Well, eating the rainbow isn’t just about Skittles anymore — experts in nutrition say that eating foods that are different colors can help provide more health benefits. According to the Mayo Clinic, red, orange, yellow, green, white, blue and purple foods have health benefits that can include improved vision, decreased inflammation, reduced risk of chronic diseases (including cancer, heart disease and diabetes) and strengthened immune systems due to the phytochemicals naturally occurring in the foods.

Next week on Seed Speaks, three experts — Patty Buskirk, Laura Ann Diehl and Lily Sheridan — are joining us at 12 p.m. CDT to teach us more about how plant breeders and nutrition experts are talking about breeding — and eating — the rainbow.

Buskirk serves as managing partner and plant breeder at Seeds By Design — As the managing partner for both Seeds By Design and Terra Organics, she oversees of all day-to-day administration, research, development, marketing and production activities. Buskirk began her journey in the seed industry in 1981 as a squash breeder’s assistant in Chico, Calif. where she also attended CSU Chico, as an agronomy and ag business student. She’s a California native and always knew as a teenager that she wanted to work in agriculture. After college, Buskirk accepted a position in Gilroy as an assistant brassica breeder. She moved back home to northern California in 1989, to start a family and continue my seed breeding career. In 1994, Buskirk and her partners started Seeds by Design.
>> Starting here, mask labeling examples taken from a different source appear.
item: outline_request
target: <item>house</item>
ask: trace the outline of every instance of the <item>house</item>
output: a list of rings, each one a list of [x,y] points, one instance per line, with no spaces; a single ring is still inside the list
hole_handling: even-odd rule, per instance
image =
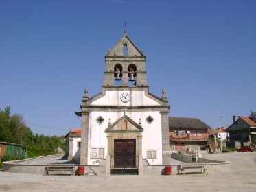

Now, after being employed in the seed industry for almost 40 years, she considers herself lucky to have the opportunity for her career to be in such a friendly, family-based industry.

Diehl is the Pacific Northwest research manager and plant breeder for table beet at Sakata Seed America — She joined Sakata in 2015 after graduating from Texas A&M University with a PhD in plant breeding. Diehl currently manages the research and breeding facilities in Burlington and Mount Vernon, Wash., where Sakata’s breeders are developing new varieties of spinach, table beet, baby leaf beet and chard, and pumpkin. Her own breeding work focuses on development of competitive beet varieties for the global fresh and processing markets, with key focuses on adaptability and disease resistance.

Sheridan is the farm to school coordinator and community liaison at Cooking with Kids — a northern New Mexico non-profit founded in 1995 that empowers and educates children and families to make healthy food choices through hands-on learning with fresh, affordable foods. She has worked in food education for over a decade (6 of those years at Cooking with Kids!) and holds a master’s degree in food culture and communications with a concentration on food systems and sustainability from the University of Gastronomic Sciences in Pollenzo, Italy, and a bachelor’s degree in sociology from Bates College in Lewiston, Maine. She loves cooking, growing food in her garden and getting people excited about food!